Assuming that the jury was justified in finding for plaintiff (and defendant makes no claim it was not) if (as we have found) the evidence was sufficient for submission to it, how does it appear that the jury was misled or confused, or that defendant was prejudiced - in the absence of excessiveness, or claim of excessiveness, in the verdict? In the absence of any claim of excessiveness in the amount of the verdict, we consider it conceded that its amount was amply supported by the undisputed evidence of plaintiff's damages. Accordingly, we are not called upon to weigh it, or to attempt to thereby discover some showing that the verdict would have been different had the alleged errors in instructions not have occurred. As to such alleged errors, like alleged errors in the admission of evidence (Harris v. Conway, 343 P.2d 1069, 1076) such probability of a different verdict has been recognized by this court as a salient test of reversible error, where the verdict and judgment are within the issues and supported by competent evidence, and there has been no "serious misdirection" of the jury, with the instructions as a whole fairly submitting to it the decisive issues of the case. See Reinhart & Donovan Co. v. Williamson, 191 Okl. 539, 131 P.2d 765. Notice also St. Louis-San Francisco Ry. Co. v.

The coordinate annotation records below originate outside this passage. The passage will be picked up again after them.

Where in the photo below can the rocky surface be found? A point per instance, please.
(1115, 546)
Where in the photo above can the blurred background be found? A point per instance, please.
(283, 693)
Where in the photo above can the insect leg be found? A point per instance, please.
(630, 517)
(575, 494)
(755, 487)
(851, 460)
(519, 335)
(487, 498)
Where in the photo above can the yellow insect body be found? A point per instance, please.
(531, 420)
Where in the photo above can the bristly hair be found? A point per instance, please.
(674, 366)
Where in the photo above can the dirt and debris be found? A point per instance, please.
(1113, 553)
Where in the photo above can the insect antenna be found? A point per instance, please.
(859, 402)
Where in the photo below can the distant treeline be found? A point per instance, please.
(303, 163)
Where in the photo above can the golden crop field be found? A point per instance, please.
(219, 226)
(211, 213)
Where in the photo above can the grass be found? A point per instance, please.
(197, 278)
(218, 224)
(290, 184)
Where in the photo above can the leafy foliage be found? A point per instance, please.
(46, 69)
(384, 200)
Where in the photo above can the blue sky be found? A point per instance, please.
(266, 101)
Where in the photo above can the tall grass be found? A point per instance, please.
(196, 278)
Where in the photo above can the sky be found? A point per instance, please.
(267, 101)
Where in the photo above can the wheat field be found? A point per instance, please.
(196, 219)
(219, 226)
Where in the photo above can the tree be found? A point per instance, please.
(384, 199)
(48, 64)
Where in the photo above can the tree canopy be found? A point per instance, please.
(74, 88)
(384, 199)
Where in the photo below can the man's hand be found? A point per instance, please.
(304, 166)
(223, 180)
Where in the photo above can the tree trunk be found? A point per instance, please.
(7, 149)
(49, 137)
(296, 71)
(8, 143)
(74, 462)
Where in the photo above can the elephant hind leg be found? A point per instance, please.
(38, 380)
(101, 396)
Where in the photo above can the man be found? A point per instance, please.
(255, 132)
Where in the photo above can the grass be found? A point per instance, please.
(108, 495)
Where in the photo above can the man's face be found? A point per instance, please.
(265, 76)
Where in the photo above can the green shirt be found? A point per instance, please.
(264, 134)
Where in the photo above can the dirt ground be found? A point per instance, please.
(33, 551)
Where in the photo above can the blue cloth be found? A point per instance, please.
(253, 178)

Withers, Okl., 270 P.2d 341, with reference to determining prejudice from an inapplicable instruction. There is no question but that the verdict and judgment in this case are within the issues, and, after reviewing the evidence, we have determined that they are not without competent evidence reasonably tending to support them of the issue of defendant's liability. Disregarding the size of the verdict, we have found in none of defendant's arguments, that are supported by the record, anything to render it probable that the verdict would have been different had the errors it alleges in the trial court's instructions and procedure, not occurred. Accordingly, the judgment of the trial court is hereby affirmed.